Dr. Uhlmann was a close colleague and friend to the Society, known to many as a superb teacher, adept practitioner, wonderful host, and a person of all-around excellent judgment.  Through government service and first-rate writing, he enriched the nation that he loved.

Along with the Claremont Institute, his friends, former students, and surviving family, we express our heartfelt affection for Michael and our sorrow at his passing. He will be sorely missed.

* * *

One of Professor Uhlmann’s very close friends, James Rockett of San Francisco, shared the following:

The sudden onset of a crippling disorder leading to the unexpected death of Michael Uhlmann has left a void that simply cannot be filled. I count myself to have been blessed by the joy of his friendship and would like to share some personal perspectives on what a remarkable person he was.

Mike’s analytical abilities founded in deeply held bedrock conservative beliefs were unhesitatingly transmitted to all who spent time with him. Whether in his time as a senior government official in the Reagan White House and subsequent Republican administrations, or his time in conservative think tanks or more recently as a professor in Claremont Graduate school, Mike conveyed his thoughts with crystalline clarity and disarming simplicity.

Years ago Mike was in private practice and I retained him to assist with a high profile case.
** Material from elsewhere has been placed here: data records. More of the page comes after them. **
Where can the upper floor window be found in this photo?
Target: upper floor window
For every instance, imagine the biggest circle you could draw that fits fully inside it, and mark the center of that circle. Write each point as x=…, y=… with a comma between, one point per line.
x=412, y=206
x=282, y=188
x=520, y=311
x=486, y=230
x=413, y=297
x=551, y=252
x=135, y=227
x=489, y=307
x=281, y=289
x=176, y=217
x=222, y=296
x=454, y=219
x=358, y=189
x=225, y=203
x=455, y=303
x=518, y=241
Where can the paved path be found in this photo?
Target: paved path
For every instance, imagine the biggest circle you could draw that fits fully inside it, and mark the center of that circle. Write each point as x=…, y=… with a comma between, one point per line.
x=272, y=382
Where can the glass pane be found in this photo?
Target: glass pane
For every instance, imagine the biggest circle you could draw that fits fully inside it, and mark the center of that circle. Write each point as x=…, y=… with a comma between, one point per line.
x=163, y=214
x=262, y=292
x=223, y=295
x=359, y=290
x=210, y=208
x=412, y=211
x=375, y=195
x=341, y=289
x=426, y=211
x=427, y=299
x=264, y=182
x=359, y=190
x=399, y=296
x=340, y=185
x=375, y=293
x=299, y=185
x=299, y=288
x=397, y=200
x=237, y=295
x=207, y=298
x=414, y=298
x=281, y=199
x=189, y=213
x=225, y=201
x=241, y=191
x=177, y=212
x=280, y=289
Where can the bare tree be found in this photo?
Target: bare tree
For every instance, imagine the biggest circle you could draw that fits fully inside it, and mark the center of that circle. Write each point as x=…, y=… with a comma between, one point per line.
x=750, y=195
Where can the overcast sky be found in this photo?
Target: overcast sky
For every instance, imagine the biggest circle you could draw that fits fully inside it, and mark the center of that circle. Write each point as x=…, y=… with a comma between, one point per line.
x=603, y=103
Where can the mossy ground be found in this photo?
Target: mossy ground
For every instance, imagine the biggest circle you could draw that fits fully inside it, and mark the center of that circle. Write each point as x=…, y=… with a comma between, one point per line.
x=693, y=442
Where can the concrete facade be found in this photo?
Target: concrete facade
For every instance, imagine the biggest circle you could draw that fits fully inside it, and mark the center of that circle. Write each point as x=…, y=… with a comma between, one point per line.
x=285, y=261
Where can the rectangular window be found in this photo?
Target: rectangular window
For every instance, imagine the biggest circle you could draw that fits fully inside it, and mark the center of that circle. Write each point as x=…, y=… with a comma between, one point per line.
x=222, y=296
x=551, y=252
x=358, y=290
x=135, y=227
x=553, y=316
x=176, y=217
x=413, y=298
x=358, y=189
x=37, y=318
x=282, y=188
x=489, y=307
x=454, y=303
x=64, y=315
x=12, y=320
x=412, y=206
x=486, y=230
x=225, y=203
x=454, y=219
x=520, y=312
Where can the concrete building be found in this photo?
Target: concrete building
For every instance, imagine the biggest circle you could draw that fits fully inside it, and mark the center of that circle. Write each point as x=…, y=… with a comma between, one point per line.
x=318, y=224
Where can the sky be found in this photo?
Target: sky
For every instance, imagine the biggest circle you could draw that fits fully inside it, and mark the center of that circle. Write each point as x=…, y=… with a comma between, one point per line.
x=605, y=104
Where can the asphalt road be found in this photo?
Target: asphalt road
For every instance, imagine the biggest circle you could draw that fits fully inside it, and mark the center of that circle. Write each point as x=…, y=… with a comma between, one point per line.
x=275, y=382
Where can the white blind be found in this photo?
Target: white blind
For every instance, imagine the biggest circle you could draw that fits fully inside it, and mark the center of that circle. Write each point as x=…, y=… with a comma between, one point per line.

The work he performed seamlessly combined technical legal matters, complex regulatory issues, a mares nest of overlapping regulatory agencies along with pure potentially devastating PR challenges. Mike never flinched, singlehandedly reaching an outcome that to this day is cited as a milestone in banking law. He wasn’t just a good lawyer, he was a brilliant practitioner.

On a personal level Mike never lost any opportunity to assist friends. When I was diagnosed with cancer, a parcel arrived unannounced containing a hand carved statue of St. Peregrine, the patron saint of those diagnosed with cancer. Perfect Uhlmann! He without failure inquired as to my health and offered his support.

Mike was the direct genesis of my involvement in the Federalist Society. One afternoon my phone rang and Mike Uhlmann was on the line. “Jim I would like you and Larry Callaghan to help me create a San Francisco presence of the Federalist Society”, at the time a group very few knew of and nobody in San Francisco would dare venture to consider. This introduction was one of the greatest services that anyone ever did for me. It remains a sealing ribbon on my love and admiration for Michael M. Uhlmann. God rest his soul.

* * *

Also from Brigid Flaherty, now a PhD student at Baylor University, who met Michael more recently in her work as Associate Director of the Federalist Society's Faculty Division and a Claremont Publius Fellow:

He was a giant among men, though his greatest aspiration was to be a saint. The best storyteller I ever met, he commanded attention but never failed to give it by listening to others, especially students. I'll remember his hearty laugh, his perfect pronunciation, the mischevous twinkle in his eye when he began to make a controversial-but-true point, and that everything seems more serious in a mimicked German accent. Every moment was a teaching moment--not always about the law, the administrative state, or the Founding, but also vocation, duty, love, and God.

An American Gentleman. The world seems smaller today, but it is better because of Michael Uhlmann.